Thursday, 3 December 2009

Goodwin's Music Video Analysis

Andrew Goodwin developed a useful way to analyse music videos, which has proved to be a useful reference point for our own music video analyses. (while writing in "Dancing in the Distraction Factory" - Routledge 1992)


Genre Characteristics
The video should demonstrate genre characteristics, so visual aspects that are suitable to what sort of music that is going with it. For example, a stage performance for a rock video, but then a dance routine with singing for a boy/girl band.

Lyric & Visual Relationship
There is usually a relationship between the two, either illustrative, amplifying or contradicting, to strengthen the song and the music video (so maybe audiences remember/like it more).

Music & Visual Relationship
Similar to the genre characteristics, as visuals connect with the music, and also similar to above, as they can be illustrative (guitar with a guitar solo), amplifying or again, contradicting (for example, Blink 182 is a rock band but made a music video that looked like a boy band, for contradicting humor).

Visual styles
For example, bands and their record labels will need close ups of the artist to sell the artist, or the artist may develop motifs which can recur across their other music videos and other work.

Notion of Looking
Reference to this notion of looking, for example, screens within screens/telescopes, etc.

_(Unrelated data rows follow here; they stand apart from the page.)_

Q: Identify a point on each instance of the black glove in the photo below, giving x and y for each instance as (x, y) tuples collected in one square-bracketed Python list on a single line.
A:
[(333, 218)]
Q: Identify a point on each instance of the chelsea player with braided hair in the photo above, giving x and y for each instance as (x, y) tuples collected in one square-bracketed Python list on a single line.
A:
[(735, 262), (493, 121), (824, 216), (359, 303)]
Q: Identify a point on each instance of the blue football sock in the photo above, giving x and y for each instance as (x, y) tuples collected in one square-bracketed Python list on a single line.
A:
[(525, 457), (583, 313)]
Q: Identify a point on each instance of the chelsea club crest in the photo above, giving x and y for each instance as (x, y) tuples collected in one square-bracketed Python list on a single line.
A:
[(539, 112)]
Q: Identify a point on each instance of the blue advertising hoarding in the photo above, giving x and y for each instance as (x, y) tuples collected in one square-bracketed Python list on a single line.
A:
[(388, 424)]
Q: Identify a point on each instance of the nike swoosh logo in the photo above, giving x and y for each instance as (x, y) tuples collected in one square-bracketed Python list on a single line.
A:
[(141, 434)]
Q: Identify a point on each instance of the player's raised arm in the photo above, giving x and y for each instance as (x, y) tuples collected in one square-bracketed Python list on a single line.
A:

Voyeuristic Treatment of the Female Body
Nowadays this is obvious in R'n'B music videos or rapping music videos, to demonstrate their wealth/luck and how women want them because of their musical skills.

Intertextual Reference
These references could be to films or even TV programmes with which the music is associated, for example music videos showing film clips are usually in the soundtrack to the film, so the two medias can advertise each other simultaneously.